Yesterday, Warnaco announced that it is laying off 7 percent of its corporate staff in an effort to combat the weakening global environment. While I’m sure the workers losing their jobs aren’t happy, some say that this is actually good news.
The artcile from Reuters states, “Brean Murray, Carret & Co retail analyst Eric Beder said Warnaco is doing the right things in this tough environment, in which consumers are pulling back on discretionary spending as a weakening economy stokes fears of a global recession.”
Warnaco’s CEO Joe Gromek stated: “We will control the things that we can control,” Gromek said. “We will align our costs to reflect current economic conditions.”
So, is laying off these workers a sign that Warnaco is going to re-evaluate current plans? Maybe yes, maybe no. While shrinking its corporate work force, Warnaco is not planning to dial down company expansion. In 2009, Warnaco still plans to add nearly as many stores as it did in 2008.
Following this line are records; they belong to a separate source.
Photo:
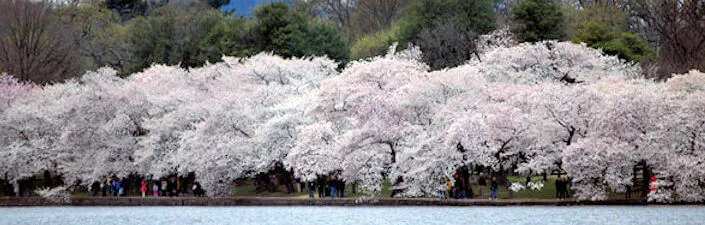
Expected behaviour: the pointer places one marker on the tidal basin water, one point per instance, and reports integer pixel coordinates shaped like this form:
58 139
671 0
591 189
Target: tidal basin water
355 215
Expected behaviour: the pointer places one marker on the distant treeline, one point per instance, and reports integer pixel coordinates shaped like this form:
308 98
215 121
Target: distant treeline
49 41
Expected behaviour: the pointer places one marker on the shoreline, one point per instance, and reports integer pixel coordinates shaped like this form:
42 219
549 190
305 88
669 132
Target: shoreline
285 201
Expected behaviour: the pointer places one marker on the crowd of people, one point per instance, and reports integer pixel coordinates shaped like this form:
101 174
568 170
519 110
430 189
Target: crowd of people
172 186
327 187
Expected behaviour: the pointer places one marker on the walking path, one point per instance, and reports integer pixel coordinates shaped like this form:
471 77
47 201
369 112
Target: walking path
286 201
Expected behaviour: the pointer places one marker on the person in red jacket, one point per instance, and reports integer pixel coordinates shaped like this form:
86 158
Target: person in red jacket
144 188
653 183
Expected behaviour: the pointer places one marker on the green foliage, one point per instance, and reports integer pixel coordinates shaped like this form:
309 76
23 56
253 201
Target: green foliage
538 20
127 9
170 36
462 21
373 44
323 37
217 3
611 16
474 15
627 46
276 29
230 37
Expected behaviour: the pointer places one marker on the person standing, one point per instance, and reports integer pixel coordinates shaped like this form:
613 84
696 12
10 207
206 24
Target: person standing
493 188
559 188
311 188
482 181
95 187
155 190
341 188
118 187
16 188
332 183
449 189
143 188
163 190
441 189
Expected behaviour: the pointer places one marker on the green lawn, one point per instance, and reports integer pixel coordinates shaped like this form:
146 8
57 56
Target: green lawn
247 189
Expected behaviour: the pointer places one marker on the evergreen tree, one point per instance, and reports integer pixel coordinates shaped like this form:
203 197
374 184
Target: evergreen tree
538 20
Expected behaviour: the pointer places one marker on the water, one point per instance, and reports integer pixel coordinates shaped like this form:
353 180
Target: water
355 215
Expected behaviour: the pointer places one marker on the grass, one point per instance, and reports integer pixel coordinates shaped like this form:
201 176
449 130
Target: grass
246 189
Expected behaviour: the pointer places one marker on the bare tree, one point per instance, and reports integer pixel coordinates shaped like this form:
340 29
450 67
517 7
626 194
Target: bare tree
680 25
377 15
339 10
34 45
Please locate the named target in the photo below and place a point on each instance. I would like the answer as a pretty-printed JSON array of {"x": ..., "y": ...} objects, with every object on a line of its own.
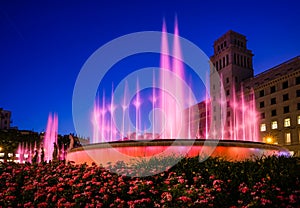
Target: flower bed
[{"x": 269, "y": 181}]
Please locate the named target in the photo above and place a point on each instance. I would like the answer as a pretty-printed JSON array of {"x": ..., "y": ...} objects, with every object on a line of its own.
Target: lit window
[
  {"x": 274, "y": 125},
  {"x": 287, "y": 122},
  {"x": 263, "y": 127},
  {"x": 288, "y": 138},
  {"x": 285, "y": 85}
]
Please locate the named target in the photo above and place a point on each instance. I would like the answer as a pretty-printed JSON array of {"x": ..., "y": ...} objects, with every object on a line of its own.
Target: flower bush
[{"x": 265, "y": 182}]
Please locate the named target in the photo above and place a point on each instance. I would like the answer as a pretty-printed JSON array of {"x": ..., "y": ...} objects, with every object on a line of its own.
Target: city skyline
[{"x": 44, "y": 47}]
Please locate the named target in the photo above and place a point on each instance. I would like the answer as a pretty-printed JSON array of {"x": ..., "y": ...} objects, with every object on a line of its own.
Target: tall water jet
[{"x": 50, "y": 136}]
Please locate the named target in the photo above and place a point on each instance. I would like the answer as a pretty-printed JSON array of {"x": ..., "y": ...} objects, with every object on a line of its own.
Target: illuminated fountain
[
  {"x": 26, "y": 151},
  {"x": 169, "y": 133}
]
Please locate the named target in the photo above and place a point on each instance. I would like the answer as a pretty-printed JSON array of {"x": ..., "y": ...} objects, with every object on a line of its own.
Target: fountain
[
  {"x": 169, "y": 134},
  {"x": 27, "y": 151}
]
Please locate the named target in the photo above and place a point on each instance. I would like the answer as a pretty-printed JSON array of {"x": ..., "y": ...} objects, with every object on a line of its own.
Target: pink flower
[
  {"x": 292, "y": 198},
  {"x": 185, "y": 199},
  {"x": 167, "y": 196}
]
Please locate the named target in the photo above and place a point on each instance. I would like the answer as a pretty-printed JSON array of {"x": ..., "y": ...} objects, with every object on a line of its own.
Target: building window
[
  {"x": 285, "y": 97},
  {"x": 234, "y": 58},
  {"x": 274, "y": 125},
  {"x": 261, "y": 93},
  {"x": 298, "y": 80},
  {"x": 262, "y": 104},
  {"x": 287, "y": 122},
  {"x": 272, "y": 89},
  {"x": 285, "y": 85},
  {"x": 298, "y": 93},
  {"x": 228, "y": 114},
  {"x": 286, "y": 109},
  {"x": 273, "y": 101},
  {"x": 288, "y": 138},
  {"x": 263, "y": 127},
  {"x": 227, "y": 59},
  {"x": 273, "y": 112}
]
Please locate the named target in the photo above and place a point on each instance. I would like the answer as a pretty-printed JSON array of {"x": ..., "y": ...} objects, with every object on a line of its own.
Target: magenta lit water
[
  {"x": 172, "y": 123},
  {"x": 50, "y": 136},
  {"x": 26, "y": 151}
]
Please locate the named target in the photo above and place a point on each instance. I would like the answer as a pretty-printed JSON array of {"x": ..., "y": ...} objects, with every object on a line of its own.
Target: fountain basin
[{"x": 102, "y": 153}]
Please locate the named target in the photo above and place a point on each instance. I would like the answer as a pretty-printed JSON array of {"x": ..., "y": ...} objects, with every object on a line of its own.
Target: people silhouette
[{"x": 55, "y": 152}]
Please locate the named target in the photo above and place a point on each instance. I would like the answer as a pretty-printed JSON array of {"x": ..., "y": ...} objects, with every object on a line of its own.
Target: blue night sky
[{"x": 44, "y": 44}]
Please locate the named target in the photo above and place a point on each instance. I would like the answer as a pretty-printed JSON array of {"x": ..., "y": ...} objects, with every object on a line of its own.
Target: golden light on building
[{"x": 270, "y": 139}]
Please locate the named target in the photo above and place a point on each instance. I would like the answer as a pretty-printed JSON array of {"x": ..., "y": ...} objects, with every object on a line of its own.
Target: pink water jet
[
  {"x": 50, "y": 136},
  {"x": 171, "y": 123}
]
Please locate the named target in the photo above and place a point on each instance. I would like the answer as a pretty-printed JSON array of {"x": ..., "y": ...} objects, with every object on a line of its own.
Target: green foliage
[{"x": 171, "y": 182}]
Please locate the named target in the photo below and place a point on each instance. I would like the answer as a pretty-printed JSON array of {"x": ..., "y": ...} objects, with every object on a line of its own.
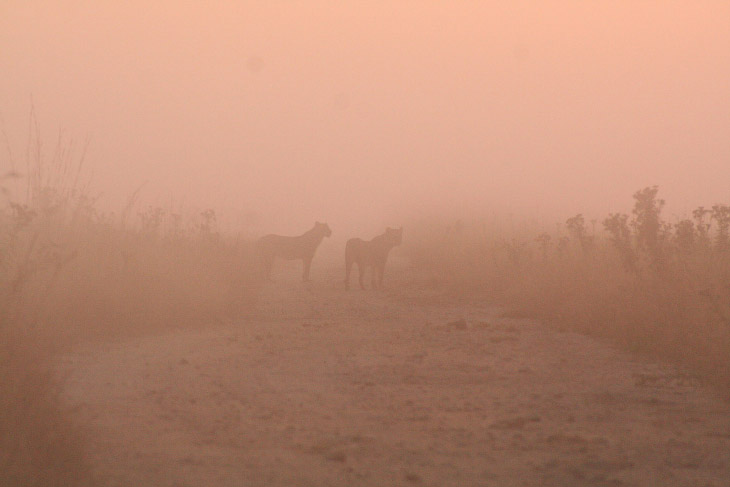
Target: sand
[{"x": 396, "y": 387}]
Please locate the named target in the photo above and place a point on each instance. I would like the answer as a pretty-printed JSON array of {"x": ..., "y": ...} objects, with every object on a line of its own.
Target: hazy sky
[{"x": 356, "y": 112}]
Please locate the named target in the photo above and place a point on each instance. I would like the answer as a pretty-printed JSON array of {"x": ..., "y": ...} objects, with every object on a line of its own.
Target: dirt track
[{"x": 365, "y": 388}]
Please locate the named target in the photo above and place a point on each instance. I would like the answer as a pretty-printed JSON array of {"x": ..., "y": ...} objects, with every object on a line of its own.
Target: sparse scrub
[
  {"x": 647, "y": 284},
  {"x": 69, "y": 272}
]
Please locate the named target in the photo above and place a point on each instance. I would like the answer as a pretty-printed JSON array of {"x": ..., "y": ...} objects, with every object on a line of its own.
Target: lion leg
[
  {"x": 348, "y": 268},
  {"x": 361, "y": 275},
  {"x": 307, "y": 265}
]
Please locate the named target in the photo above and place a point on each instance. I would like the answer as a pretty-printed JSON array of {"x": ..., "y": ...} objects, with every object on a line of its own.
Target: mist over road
[{"x": 325, "y": 387}]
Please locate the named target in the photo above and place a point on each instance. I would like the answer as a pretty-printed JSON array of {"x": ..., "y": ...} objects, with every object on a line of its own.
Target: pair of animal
[{"x": 371, "y": 254}]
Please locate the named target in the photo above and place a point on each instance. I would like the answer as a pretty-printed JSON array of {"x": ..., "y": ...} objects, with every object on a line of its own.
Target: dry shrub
[
  {"x": 70, "y": 273},
  {"x": 645, "y": 284}
]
The move certainly didn’t show any encouragment for Warnaco’s stock price. At Wednesday’s close, Warnaco once again hit its 52-week low, finishing at $13.29. However, there was a bit of a silver lining, as Warnaco’s competitors fell even lower.
Warnaco shares fell 13.7 percent, but still outperformed rival apparel makers such as Jones Apparel Group Inc, Liz Claiborne Inc, and Perry Ellis International Inc, whose shares closed down 21 percent, 32 percent and 19 percent, respectively.